Feimi's Subtitling Notebook (2) - Whisper48

2 minute read

Published:

This page is nolonger up-to-date and is subjected to a major revision in the near future.

Introduction

This is an introduction of my Whisper48 project.

In December 2022, OpenAI published their general-purpose speech recognition model Whisper, which was trained on a large dataset of diverse audio and is able to perform multilingual speech recognition, speech translation, and language identification.

It turns out that this speech recognition model is super-helpful in the context of subtitiling. Buzz for example, an GUI integration of Whisper, has received 3.6k stars on GitHub for now.

Subtitling, especially timestamping can be a tedious work, so that’s where Whisper comes in. Powered by Whisper, Ayanaminn developed N46Whisper for subtitiling Nogizaka 46 videos. This project is deployed on Google Colab, thereby taking advantage of free GPU offered on the cloud.

This project, Whisper48, is a fork from N46Whisper and sticked to the idea of running on Google Colab (simply because I don’t have enough GPU!). Minor modifications were made to incorporate the usage of more accurate Whisper-based models (WhisperX for example) and to adapt for other personal demands.

In principle, usage of this kind of tools like N46Whisper or Whisper48 should not be limited only to Nogizaka 48 or AKB48 videos. Thanks to the multilingual power of Whisper, videos in any common languages (French, German, Korean, …) are supported.

Prerequisites

  1. Install FFmpeg.
  2. A google account.

Step by step

  1. Download the video.

  2. Use FFmpeg to extract the audio from the video.
    • Open the commad line terminal on your computer (Powershell on Windows, terminal on Mac).
    • Enter the working directory.
    • Run FFmpeg with the command: $ ffmpeg -i input.mp4 -ar 16000 -ac 1 -c:a pcm_s16le output.wav
  3. Upload the audio file to your Google Drive. Open the Whisper48 notebook on Google Colab.

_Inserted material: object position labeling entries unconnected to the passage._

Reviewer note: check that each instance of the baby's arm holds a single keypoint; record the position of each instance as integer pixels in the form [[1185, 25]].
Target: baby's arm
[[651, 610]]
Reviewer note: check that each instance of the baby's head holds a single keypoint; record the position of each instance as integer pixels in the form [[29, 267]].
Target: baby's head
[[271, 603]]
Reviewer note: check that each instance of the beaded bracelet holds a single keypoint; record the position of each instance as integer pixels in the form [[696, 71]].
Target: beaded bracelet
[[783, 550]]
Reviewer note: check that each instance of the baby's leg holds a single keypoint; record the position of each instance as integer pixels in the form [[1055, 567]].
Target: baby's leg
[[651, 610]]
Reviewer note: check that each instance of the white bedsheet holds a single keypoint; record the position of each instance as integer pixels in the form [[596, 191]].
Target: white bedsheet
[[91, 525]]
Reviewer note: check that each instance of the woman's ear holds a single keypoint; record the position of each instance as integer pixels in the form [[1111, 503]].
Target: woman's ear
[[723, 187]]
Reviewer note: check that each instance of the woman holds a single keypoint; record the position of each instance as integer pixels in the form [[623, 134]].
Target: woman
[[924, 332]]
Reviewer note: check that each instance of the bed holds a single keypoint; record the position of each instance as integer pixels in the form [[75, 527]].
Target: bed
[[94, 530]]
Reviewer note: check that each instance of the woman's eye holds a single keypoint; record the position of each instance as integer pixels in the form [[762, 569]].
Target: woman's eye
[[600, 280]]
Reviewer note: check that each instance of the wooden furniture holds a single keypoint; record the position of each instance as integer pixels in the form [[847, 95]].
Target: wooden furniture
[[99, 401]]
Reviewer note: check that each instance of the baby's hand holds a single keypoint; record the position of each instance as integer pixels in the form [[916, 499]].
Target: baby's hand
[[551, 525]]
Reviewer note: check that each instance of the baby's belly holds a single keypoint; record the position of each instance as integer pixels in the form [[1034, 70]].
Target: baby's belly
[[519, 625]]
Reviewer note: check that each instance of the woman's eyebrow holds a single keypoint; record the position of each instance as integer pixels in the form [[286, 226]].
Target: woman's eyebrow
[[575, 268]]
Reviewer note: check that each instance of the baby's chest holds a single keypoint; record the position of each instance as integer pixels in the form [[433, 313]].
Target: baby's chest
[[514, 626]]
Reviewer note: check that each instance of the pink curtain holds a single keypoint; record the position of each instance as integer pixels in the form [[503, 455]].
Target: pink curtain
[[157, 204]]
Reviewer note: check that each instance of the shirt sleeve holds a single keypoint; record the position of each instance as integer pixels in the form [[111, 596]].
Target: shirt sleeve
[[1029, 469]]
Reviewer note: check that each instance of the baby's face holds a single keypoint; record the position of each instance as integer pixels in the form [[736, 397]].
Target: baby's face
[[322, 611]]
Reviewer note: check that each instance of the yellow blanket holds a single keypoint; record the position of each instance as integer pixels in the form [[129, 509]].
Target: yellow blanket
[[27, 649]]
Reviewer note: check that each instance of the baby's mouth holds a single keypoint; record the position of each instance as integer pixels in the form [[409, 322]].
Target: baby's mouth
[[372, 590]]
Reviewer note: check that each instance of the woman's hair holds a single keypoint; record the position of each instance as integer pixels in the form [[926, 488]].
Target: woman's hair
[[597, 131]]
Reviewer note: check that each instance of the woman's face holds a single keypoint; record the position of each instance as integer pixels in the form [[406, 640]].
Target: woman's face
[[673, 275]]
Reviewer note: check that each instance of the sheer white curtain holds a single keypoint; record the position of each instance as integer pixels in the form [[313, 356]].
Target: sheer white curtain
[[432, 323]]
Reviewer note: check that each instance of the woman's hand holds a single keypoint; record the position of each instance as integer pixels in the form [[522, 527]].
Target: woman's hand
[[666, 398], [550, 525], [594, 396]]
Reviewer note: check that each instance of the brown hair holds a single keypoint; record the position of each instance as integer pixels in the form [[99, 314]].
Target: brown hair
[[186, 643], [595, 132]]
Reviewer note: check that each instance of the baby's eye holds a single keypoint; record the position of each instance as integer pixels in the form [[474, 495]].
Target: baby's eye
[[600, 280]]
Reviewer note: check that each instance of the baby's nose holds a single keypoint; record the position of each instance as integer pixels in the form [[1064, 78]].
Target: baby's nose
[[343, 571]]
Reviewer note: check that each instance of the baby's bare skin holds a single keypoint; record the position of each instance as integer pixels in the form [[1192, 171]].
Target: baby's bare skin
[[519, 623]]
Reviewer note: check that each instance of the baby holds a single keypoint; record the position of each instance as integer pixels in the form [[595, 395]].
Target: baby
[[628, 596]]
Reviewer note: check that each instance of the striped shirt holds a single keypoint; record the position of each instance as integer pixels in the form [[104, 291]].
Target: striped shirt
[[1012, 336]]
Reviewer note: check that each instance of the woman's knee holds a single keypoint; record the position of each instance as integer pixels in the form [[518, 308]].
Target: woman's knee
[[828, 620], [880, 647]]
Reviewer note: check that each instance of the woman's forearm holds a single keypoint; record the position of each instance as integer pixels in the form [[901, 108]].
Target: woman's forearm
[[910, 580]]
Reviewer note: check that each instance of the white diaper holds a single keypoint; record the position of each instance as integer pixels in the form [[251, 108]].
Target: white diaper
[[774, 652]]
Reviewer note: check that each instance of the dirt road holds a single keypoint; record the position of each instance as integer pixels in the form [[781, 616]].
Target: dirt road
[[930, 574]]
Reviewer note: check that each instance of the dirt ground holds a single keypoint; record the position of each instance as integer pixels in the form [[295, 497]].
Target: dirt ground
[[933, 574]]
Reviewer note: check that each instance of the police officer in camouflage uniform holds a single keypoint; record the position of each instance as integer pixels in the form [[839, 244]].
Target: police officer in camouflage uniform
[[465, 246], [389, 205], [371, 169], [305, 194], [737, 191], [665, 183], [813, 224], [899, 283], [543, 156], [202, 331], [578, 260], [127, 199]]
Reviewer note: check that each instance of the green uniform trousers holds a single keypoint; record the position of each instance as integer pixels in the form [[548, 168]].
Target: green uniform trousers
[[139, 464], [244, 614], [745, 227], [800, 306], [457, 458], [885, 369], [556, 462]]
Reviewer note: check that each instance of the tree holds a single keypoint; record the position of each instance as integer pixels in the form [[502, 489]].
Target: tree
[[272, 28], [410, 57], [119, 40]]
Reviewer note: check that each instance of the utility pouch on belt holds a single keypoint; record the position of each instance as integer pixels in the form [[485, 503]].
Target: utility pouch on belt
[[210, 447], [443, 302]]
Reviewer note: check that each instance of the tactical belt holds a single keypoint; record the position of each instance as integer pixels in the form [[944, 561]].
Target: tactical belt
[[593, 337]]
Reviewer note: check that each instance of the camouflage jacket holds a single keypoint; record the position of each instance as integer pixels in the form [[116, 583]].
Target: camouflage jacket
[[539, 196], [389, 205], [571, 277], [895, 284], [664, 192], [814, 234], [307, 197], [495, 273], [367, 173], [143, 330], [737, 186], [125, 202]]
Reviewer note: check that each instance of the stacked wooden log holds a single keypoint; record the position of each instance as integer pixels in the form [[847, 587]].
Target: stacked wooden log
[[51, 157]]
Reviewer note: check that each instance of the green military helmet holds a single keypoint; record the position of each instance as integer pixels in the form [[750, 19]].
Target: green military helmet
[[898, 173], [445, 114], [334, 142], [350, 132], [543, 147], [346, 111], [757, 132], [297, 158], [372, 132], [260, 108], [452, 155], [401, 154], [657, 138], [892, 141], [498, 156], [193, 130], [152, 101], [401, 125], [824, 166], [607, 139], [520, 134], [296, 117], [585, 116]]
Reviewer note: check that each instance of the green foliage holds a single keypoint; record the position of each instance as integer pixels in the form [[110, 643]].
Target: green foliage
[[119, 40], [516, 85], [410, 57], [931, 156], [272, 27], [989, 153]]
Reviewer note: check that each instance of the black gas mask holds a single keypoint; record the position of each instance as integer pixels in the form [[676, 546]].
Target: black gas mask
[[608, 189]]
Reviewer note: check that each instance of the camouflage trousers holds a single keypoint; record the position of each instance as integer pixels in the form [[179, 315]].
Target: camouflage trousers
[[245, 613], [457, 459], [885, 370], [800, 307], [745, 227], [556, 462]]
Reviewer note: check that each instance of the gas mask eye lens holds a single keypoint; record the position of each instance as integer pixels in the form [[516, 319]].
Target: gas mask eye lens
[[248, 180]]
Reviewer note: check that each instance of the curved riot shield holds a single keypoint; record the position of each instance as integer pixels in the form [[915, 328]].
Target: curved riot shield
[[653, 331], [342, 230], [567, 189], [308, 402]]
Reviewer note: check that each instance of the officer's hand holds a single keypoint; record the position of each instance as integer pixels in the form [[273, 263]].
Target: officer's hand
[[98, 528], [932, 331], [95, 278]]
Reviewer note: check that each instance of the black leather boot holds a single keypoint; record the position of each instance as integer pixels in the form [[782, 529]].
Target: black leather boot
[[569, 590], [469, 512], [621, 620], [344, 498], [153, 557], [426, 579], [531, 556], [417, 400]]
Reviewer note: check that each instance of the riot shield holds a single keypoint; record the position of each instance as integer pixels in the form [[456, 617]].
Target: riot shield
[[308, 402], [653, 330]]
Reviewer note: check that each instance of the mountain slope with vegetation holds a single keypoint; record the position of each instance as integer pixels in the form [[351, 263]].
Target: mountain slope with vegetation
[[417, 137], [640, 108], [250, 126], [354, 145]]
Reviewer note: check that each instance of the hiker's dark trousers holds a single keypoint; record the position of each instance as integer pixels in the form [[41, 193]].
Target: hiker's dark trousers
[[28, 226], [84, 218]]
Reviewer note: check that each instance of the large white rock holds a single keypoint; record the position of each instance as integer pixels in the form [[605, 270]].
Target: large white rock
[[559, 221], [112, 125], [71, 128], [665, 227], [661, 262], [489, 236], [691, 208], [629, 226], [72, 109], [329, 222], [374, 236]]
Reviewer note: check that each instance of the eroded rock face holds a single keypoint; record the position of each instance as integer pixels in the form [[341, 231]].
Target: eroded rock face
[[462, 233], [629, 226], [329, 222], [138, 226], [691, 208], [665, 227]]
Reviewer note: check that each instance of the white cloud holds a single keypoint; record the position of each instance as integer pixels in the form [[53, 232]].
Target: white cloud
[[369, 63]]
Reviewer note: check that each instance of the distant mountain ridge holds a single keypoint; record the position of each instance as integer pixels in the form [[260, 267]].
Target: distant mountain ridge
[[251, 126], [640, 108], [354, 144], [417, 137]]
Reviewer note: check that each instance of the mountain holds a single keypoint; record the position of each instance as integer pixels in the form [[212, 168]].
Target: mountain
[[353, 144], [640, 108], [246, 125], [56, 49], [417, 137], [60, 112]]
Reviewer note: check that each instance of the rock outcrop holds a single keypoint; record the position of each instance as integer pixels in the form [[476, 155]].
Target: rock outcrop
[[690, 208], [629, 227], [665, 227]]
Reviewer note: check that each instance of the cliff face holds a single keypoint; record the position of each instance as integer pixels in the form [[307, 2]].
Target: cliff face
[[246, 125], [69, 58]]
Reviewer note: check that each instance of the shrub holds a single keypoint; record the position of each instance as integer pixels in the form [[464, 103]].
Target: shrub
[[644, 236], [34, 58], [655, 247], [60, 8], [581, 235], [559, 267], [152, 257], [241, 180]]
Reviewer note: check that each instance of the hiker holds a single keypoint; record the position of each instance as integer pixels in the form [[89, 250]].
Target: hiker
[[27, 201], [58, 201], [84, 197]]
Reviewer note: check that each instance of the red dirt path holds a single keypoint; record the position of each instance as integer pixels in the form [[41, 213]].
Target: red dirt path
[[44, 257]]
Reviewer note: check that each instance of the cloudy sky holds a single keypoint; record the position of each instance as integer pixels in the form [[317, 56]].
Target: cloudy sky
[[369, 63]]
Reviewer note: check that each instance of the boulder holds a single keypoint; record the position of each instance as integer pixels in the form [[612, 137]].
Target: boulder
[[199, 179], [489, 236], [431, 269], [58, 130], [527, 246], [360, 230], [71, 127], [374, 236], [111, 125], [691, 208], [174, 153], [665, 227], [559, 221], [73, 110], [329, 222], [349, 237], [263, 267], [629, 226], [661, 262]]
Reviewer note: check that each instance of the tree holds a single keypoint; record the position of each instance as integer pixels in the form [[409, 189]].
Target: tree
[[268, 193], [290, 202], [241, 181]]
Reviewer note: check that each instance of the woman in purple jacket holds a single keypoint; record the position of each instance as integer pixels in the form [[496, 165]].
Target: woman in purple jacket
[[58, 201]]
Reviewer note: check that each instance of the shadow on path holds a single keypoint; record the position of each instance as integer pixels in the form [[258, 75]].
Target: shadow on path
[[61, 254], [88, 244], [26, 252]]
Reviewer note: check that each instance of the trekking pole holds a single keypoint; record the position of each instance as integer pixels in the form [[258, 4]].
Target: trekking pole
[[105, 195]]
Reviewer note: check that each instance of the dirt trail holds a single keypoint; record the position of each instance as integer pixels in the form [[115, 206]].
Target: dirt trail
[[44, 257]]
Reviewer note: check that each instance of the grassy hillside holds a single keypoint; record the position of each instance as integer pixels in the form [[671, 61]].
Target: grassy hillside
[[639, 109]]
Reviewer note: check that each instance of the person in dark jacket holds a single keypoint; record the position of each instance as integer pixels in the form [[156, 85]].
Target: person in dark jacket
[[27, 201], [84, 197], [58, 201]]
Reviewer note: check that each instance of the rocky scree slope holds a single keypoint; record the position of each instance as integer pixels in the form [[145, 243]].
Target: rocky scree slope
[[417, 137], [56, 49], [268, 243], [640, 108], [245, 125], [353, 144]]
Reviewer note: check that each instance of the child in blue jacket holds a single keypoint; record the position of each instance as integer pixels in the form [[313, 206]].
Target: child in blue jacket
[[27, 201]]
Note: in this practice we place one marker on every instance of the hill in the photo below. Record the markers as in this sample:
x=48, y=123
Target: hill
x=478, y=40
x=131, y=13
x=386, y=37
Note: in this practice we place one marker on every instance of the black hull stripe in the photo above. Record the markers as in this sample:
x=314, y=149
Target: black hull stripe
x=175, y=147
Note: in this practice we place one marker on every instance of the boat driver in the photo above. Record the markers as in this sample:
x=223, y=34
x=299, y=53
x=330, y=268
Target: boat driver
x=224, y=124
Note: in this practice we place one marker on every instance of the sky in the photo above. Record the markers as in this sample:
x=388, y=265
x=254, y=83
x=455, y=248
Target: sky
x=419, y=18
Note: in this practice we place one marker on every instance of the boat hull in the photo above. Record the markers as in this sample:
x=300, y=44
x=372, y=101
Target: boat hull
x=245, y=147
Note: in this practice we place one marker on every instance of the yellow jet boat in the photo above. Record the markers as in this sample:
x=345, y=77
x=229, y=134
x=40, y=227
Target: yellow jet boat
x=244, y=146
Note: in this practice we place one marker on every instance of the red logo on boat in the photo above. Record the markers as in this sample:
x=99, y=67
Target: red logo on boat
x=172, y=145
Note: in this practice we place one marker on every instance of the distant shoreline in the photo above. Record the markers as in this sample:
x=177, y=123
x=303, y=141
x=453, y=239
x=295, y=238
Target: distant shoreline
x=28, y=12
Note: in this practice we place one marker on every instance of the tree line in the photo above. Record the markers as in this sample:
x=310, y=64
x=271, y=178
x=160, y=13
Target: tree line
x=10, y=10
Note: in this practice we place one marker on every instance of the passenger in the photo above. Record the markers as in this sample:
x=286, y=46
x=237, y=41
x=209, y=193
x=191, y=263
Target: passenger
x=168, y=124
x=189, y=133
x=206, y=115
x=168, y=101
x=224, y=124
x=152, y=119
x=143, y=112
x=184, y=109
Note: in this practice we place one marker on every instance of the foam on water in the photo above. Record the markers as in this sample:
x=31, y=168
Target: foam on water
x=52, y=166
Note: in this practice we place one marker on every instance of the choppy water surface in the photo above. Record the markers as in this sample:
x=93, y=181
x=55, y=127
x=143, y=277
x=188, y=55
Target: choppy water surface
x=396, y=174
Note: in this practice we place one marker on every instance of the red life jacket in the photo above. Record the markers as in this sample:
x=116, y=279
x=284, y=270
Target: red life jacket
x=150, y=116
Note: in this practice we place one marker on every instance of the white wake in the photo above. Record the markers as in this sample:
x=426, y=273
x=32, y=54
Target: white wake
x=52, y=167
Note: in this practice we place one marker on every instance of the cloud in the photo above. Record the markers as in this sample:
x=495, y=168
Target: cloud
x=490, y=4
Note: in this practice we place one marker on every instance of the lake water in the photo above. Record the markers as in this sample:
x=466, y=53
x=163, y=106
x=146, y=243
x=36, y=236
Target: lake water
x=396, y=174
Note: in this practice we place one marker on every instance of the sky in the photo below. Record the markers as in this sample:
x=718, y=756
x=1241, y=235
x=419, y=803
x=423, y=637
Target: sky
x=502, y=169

  4. The notebook is divided into different parts. Titles and texts are self-explanatory. Run them one by one by clicking the “play button” on the left of each part.

  5. The subtitile file will be dowloaded automatically when the program finishes. You may receive a pop-up window for selecting the folder to download the file.

  6. Upon finishing, open the drop-down menu on the top-right corner of the page. Choose “Disconnect and delete runtime” to disconnect you from Google servers.

Translation

From my own experiences, different translation tools can be consulted: ChatGPT, DeepL, Google Translate, and a very helpful web dictionary of my favorite - Jisho.org.